1. Field of the Invention
This invention relates to a differential sense amplifier that is typically employed as a first stage amplifier to amplify the output signals from a memory cell of a semiconductor memory array integrated circuit. More particularly, the present invention relates to an improved differential sense amplifier that is capable, among other things, of responding to input signals close to the power supply voltage after equilibration and supplying an amplified differential output signal at a new signal level.

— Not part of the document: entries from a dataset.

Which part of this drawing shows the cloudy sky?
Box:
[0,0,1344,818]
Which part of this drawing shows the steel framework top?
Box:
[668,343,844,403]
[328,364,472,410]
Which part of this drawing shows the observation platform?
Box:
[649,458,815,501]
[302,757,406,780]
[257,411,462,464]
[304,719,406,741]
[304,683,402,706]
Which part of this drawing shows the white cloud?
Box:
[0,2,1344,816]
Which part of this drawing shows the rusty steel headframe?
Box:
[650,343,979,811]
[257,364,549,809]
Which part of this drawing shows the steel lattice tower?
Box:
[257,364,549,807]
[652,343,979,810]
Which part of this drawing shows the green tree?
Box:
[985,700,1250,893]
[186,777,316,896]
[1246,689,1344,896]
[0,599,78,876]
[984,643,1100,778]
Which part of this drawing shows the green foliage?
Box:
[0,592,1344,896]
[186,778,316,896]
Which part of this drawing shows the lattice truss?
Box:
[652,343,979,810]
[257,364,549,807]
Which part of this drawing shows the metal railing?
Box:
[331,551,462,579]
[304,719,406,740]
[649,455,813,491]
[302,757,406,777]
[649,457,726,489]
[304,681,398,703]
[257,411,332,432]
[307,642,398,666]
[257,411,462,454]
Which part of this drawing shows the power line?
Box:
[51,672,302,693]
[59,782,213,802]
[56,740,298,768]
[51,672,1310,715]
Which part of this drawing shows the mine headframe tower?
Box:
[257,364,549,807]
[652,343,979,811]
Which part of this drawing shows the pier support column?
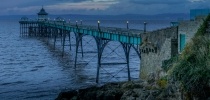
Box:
[74,33,83,68]
[121,43,131,81]
[95,37,110,83]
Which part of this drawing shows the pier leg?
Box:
[96,40,102,83]
[74,39,79,68]
[80,38,84,57]
[62,31,66,57]
[54,30,57,50]
[68,32,71,50]
[121,43,131,81]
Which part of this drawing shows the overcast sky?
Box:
[0,0,210,15]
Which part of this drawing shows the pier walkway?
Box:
[19,17,144,83]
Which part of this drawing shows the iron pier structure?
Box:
[19,10,144,83]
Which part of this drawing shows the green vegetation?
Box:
[167,16,210,100]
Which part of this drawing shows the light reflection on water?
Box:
[0,17,171,100]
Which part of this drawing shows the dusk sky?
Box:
[0,0,210,15]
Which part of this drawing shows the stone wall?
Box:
[140,27,178,79]
[178,16,206,53]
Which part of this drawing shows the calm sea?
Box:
[0,18,173,100]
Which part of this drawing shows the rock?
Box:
[146,94,155,100]
[147,73,155,84]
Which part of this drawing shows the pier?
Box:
[19,8,142,83]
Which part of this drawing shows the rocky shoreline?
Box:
[56,80,181,100]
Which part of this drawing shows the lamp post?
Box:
[127,21,129,29]
[144,22,147,33]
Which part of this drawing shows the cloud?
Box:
[127,0,188,5]
[0,0,210,14]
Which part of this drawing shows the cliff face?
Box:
[168,16,210,100]
[56,81,181,100]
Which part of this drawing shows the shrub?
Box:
[169,16,210,99]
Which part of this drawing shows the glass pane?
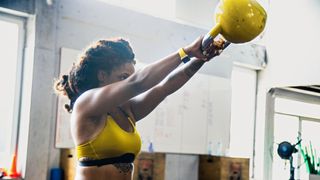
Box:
[272,114,299,180]
[0,20,19,153]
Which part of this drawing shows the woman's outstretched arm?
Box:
[75,37,206,116]
[127,38,224,121]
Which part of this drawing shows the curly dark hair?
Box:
[54,38,135,113]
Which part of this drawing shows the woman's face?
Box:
[100,63,135,86]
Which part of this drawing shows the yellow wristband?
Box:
[178,48,190,63]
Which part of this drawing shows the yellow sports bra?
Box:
[76,115,141,163]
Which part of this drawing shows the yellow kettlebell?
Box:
[202,0,267,50]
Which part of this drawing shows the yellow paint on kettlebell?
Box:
[209,0,267,43]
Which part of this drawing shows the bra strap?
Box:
[118,106,135,128]
[78,153,135,167]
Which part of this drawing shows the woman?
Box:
[55,37,225,180]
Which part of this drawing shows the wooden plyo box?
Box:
[199,155,249,180]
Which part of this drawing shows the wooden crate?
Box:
[199,155,249,180]
[133,152,165,180]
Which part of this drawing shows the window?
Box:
[0,13,24,167]
[272,98,320,179]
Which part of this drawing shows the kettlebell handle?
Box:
[201,23,221,55]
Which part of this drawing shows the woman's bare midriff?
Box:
[75,164,133,180]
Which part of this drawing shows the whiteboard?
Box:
[56,48,231,155]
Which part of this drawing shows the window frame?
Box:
[263,88,320,179]
[0,11,26,166]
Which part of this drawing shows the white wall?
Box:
[255,0,320,179]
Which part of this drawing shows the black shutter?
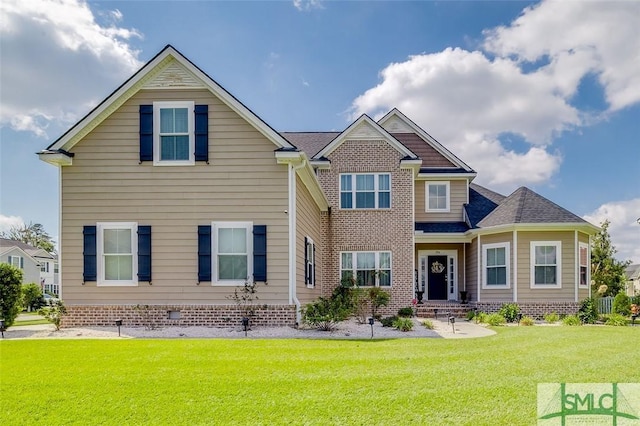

2. Description of the Related Art
The typical differential sense amplifier is used to amplify the output signals of a memory cell of a semiconductor memory array integrated circuit (IC) that are provided over a pair of bit lines, which are typically distinguished from one another by use of the terms "TRUE" bit line and "COMPLEMENT" bit line. Each memory cell supplies two differentially related output signals that together constitute a differential signal and represent the two logical states of the cell. In one logical state, one of the cell output signals is higher than the other, and in the other logical state, the cell output signals have the opposite relative relationship. Typically, the difference between the memory cell output signals is relatively small, for example, 0.3-0.7 volts for differential sense amplifiers that use insulated gate field-effect transistors (IGFET) and 0.1 volt or less for differential sense amplifiers that are other types of transistors, such as bipolar transistors. Consequently, the typical differential sense amplifier must be capable of responding to this relatively small differential signal in order to accurately represent the logical state of the memory cell. Moreover, the smaller the differential signal to which the differential sense amplifier can respond, the faster or more responsive the differential sense amplifier is considered to be.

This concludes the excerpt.